I was experimenting with the nested list example in thread:
http://www.daniweb.com/techtalkforums/post246791-72.html
and was trying to search a nested list like that:

nested_list = [1 ,'Dick', 2, ['Mary', 7, 9, [700, 777, 'Paul']], 13]
 
if 'Paul' in nested_list:
    print 'found Paul'
else:
    print 'Paul not found'

It always tells me that 'Paul' is not found! How come? Is there an error in Python?

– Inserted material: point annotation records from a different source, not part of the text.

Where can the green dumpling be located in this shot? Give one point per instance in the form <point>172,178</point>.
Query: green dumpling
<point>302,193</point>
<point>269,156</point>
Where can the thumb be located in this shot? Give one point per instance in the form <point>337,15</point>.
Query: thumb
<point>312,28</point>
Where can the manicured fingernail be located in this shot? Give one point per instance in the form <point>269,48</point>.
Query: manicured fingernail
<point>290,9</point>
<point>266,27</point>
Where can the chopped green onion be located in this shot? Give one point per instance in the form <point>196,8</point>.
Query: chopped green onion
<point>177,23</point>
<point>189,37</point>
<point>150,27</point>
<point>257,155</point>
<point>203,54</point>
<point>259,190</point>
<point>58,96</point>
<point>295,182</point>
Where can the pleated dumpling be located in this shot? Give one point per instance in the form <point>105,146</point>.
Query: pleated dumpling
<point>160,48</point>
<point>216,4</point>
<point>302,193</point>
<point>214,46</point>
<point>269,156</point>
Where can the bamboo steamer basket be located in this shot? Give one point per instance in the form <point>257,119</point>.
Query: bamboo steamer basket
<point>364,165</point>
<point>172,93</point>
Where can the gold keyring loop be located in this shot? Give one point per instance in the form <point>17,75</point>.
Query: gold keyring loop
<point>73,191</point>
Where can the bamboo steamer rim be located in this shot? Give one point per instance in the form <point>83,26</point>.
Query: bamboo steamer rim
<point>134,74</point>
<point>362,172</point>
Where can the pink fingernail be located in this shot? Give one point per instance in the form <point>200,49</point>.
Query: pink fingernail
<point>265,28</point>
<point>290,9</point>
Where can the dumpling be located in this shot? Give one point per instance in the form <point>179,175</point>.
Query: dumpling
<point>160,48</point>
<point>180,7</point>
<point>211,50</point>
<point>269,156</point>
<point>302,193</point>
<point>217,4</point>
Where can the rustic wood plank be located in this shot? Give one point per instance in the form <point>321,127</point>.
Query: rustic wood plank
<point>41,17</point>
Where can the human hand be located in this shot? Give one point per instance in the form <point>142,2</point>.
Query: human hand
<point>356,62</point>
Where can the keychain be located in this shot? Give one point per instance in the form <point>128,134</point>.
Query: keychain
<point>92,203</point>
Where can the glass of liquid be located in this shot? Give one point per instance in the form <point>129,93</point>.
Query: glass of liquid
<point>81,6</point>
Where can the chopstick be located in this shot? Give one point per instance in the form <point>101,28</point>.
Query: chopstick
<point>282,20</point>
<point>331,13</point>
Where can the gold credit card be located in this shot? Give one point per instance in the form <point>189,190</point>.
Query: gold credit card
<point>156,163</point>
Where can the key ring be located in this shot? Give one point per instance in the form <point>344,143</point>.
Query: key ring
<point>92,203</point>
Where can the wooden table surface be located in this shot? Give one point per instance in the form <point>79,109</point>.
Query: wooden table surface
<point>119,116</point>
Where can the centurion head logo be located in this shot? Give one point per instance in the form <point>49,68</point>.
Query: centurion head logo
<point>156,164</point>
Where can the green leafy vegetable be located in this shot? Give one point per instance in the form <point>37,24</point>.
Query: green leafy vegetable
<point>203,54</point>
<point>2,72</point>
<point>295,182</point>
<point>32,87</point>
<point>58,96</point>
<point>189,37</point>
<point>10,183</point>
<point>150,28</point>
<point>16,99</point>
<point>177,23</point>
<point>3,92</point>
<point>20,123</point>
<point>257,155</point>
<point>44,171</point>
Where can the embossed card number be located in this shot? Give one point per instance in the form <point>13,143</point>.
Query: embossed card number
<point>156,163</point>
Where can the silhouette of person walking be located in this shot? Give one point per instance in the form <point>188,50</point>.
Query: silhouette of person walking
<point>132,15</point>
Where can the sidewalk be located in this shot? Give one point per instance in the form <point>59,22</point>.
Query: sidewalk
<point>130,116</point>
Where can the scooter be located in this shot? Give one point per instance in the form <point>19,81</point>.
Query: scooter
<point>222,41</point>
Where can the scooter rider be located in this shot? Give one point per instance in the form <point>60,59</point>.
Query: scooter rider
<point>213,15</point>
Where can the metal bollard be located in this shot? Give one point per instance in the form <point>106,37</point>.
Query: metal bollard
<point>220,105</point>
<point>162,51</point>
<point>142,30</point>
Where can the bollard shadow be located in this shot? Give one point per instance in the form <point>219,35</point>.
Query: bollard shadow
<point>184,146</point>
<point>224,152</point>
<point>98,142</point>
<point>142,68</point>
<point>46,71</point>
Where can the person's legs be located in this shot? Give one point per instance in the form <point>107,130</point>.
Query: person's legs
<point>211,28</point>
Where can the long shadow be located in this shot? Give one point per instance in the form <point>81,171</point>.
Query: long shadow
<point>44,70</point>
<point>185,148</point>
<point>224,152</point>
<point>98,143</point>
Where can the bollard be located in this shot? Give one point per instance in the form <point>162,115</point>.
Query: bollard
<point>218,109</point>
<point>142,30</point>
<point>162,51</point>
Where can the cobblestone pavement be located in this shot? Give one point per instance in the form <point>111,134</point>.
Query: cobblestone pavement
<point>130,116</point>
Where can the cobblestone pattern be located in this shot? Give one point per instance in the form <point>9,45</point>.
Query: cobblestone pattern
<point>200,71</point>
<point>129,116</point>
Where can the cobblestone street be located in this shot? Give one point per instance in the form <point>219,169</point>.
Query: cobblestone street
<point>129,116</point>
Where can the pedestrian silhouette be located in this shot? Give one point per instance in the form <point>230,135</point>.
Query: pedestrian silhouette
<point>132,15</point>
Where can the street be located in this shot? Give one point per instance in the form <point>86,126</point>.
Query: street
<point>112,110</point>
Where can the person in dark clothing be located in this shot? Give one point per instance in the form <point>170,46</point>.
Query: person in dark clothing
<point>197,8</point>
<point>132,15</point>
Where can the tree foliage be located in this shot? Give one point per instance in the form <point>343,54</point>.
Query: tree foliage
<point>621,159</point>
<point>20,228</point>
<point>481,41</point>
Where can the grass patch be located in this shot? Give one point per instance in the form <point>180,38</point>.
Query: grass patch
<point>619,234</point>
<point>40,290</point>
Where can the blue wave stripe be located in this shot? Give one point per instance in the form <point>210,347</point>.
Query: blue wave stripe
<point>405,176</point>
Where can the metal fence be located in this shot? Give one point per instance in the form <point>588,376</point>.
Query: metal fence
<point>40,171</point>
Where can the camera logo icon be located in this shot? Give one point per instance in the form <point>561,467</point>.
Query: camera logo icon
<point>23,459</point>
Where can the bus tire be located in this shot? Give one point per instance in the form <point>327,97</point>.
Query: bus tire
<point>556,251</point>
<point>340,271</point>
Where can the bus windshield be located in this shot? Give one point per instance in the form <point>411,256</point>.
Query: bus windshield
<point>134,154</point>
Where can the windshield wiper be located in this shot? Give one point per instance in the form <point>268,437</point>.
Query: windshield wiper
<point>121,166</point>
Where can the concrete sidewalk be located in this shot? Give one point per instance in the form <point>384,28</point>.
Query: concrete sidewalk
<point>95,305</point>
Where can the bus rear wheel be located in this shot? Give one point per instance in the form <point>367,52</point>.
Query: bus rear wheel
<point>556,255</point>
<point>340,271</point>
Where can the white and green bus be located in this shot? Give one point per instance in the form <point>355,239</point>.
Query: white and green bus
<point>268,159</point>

if you just want to find "Paul" in your example, one way to do it is to convert that list to string

astring  = ','.join( str(i) for i in nested_list)
if "Paul in astring:
  print "Found"
if "x" in nested

can be written as

for elem in nested: if elem == "x" ...

Your list nested_list = [1 ,'Dick', 2, ['Mary', 7, 9, [700, 777, 'Paul']], 13] consists of 5 elemenst:
1
'Dick'
2
]
13

As you can see, none of these passes the test "Paul" == elem. In the 4th one (]) there is the string Paul, but it is hidden in a list ;)

You can flatten the list, might call this un-nesting and then search ...

def xflatten(seq):
    """a generator to flatten a nested list"""
    for x in seq:
        if type(x) is list:
            for y in xflatten(x):
                yield y
        else:
            yield x
nested_list = [1 ,'Dick', 2, ['Mary', 7, 9, [700, 777, 'Paul']], 13]
flat_list = list(xflatten(nested_list))
print flat_list  # [1, 'Dick', 2, 'Mary', 7, 9, 700, 777, 'Paul', 13]
if 'Paul' in flat_list:
    print "Found Paul in flat_list"  # now it works!

If you are only searching, Ghostdog's solution is most elegant and can be simplified to ...

nested_list = [1 ,'Dick', 2, ['Mary', 7, 9, [700, 777, 'Paul']], 13]
nl_string = str(nested_list)
print nl_string  # "[1, 'Dick', 2, ['Mary', 7, 9, [700, 777, 'Paul']], 13]"
if 'Paul' in nl_string:
    print "Found Paul in the string"  # works too!

Thank you fellow Pythonians. I learned from mawe's explanation that in order to find an item or find the maximum item you have to un-nest the list as shown by vegaseat's code.

Converting the list to a string, as Ghostdog74 suggested, works well for the search, but can't find the maximum.

Sneekula,
since you are so refreshingly inquisitive, have you tried this ...

flat_list = [1, 'Dick', 2, 'Mary', 7, 9, 700, 777, 'Paul', 13]
print max(flat_list)

Would you have predicted the outcome? Can you explain why?